Let V be a vector space of polynomials of degree at most 3. Let T: V \to V be the differentiation operator T(f) = f'.

What is the dimension ker(T)?

1 answer

Let's denote the vector space \( V \) of polynomials of degree at most 3. A general polynomial in \( V \) can be expressed in the form:

\[ f(x) = a_3 x^3 + a_2 x^2 + a_1 x + a_0 \]

where \( a_3, a_2, a_1, a_0 \) are constants from the field (for example, real or complex numbers).

The differentiation operator \( T: V \to V \) acts on a polynomial \( f \) by differentiating it:

\[ T(f) = f' = 3a_3 x^2 + 2a_2 x + a_1 \]

The kernel of the operator \( T \), denoted \( \ker(T) \), is the set of polynomials \( f \in V \) such that \( T(f) = f' = 0 \).

The derivative of a polynomial \( f \) is equal to zero if and only if \( f \) is a constant polynomial.
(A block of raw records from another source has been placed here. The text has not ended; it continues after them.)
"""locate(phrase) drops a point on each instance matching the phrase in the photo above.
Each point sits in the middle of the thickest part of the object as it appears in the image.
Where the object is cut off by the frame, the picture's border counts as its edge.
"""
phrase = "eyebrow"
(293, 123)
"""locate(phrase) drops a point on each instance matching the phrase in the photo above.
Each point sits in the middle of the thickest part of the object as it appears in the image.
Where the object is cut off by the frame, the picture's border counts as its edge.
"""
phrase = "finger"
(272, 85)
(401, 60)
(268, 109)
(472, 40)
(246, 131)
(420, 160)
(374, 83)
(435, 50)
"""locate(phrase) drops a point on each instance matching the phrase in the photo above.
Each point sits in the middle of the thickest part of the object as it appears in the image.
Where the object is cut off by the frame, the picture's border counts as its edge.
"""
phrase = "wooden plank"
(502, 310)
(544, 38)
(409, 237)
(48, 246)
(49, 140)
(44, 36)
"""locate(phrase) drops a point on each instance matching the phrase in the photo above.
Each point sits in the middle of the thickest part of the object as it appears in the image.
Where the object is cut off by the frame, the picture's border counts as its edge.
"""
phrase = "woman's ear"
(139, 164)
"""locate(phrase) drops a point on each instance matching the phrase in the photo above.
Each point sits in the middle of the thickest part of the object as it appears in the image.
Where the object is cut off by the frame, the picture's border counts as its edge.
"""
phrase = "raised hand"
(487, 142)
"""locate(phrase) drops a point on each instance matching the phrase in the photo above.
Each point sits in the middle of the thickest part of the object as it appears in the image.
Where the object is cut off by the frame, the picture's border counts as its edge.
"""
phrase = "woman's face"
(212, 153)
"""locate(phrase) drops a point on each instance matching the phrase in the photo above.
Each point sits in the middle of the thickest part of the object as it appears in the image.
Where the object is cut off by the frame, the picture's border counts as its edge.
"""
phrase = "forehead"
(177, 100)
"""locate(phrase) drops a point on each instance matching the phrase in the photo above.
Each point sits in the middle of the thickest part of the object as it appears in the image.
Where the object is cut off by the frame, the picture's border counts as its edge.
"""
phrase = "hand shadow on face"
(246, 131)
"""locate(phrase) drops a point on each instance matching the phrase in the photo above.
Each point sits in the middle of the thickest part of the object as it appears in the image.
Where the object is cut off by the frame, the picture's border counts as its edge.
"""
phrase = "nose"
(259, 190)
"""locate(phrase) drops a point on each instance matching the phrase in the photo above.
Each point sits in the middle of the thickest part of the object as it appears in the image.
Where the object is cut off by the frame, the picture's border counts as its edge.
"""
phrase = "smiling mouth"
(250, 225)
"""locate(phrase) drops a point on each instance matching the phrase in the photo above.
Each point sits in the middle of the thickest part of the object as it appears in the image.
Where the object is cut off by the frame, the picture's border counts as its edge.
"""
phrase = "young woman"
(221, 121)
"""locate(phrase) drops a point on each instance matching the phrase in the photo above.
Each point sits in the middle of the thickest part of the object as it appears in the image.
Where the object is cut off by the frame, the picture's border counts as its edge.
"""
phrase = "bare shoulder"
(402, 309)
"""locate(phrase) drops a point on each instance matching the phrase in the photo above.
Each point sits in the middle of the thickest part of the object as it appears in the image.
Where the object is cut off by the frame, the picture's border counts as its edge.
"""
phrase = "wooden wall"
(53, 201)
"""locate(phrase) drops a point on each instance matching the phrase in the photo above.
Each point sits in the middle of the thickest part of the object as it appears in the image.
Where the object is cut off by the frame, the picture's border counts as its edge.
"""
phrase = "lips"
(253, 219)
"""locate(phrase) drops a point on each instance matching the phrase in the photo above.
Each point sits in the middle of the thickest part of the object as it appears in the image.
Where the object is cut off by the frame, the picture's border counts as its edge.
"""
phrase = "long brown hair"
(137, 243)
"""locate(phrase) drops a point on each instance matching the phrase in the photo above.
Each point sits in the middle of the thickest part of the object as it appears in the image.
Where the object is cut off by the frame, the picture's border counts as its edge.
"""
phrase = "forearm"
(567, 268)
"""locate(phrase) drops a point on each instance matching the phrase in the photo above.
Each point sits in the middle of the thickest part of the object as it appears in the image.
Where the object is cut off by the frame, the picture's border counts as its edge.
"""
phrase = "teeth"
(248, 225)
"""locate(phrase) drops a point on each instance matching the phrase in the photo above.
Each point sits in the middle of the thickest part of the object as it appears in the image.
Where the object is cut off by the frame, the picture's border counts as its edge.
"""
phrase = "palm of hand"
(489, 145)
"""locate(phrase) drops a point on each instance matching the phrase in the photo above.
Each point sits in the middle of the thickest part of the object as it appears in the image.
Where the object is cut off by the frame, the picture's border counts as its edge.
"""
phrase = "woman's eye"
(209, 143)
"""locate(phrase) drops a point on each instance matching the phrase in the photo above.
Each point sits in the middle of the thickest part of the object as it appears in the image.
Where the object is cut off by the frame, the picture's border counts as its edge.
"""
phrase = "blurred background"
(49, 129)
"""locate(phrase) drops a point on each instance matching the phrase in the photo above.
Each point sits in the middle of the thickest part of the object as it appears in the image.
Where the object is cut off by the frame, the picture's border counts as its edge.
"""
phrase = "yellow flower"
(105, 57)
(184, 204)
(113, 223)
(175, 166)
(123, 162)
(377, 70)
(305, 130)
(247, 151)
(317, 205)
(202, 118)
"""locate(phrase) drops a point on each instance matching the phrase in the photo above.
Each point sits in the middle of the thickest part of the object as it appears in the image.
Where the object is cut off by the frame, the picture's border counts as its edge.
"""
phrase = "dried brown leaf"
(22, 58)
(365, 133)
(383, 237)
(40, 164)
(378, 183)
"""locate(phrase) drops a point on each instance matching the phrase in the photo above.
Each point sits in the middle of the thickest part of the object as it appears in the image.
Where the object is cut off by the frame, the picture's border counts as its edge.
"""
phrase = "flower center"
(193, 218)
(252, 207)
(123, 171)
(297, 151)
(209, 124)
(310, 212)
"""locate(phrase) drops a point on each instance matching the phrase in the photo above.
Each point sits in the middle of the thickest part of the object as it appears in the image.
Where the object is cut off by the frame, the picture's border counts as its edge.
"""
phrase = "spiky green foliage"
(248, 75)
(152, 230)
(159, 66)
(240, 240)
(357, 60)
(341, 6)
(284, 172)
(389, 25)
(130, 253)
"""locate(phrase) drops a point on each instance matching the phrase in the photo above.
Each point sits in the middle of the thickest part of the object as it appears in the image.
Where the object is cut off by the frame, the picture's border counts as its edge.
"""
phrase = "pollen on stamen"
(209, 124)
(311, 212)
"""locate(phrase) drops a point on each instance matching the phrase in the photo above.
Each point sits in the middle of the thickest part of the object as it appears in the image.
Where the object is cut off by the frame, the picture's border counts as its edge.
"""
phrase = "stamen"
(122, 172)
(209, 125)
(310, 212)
This is because the only polynomial whose derivative is zero is a constant polynomial (i.e., a polynomial of degree 0).

Polynomials of degree at most 3 that are constant can be expressed in the form:

\[ f(x) = a_0 \]

where \( a_0 \) is a constant (with \( a_1 = 0, a_2 = 0, a_3 = 0 \)).

The space of constant polynomials (polynomials of degree 0) is a one-dimensional vector space. Thus, we can conclude that:

\[ \dim \ker(T) = 1 \]

The dimension of the kernel of the differentiation operator \( T \) is therefore \( \boxed{1} \).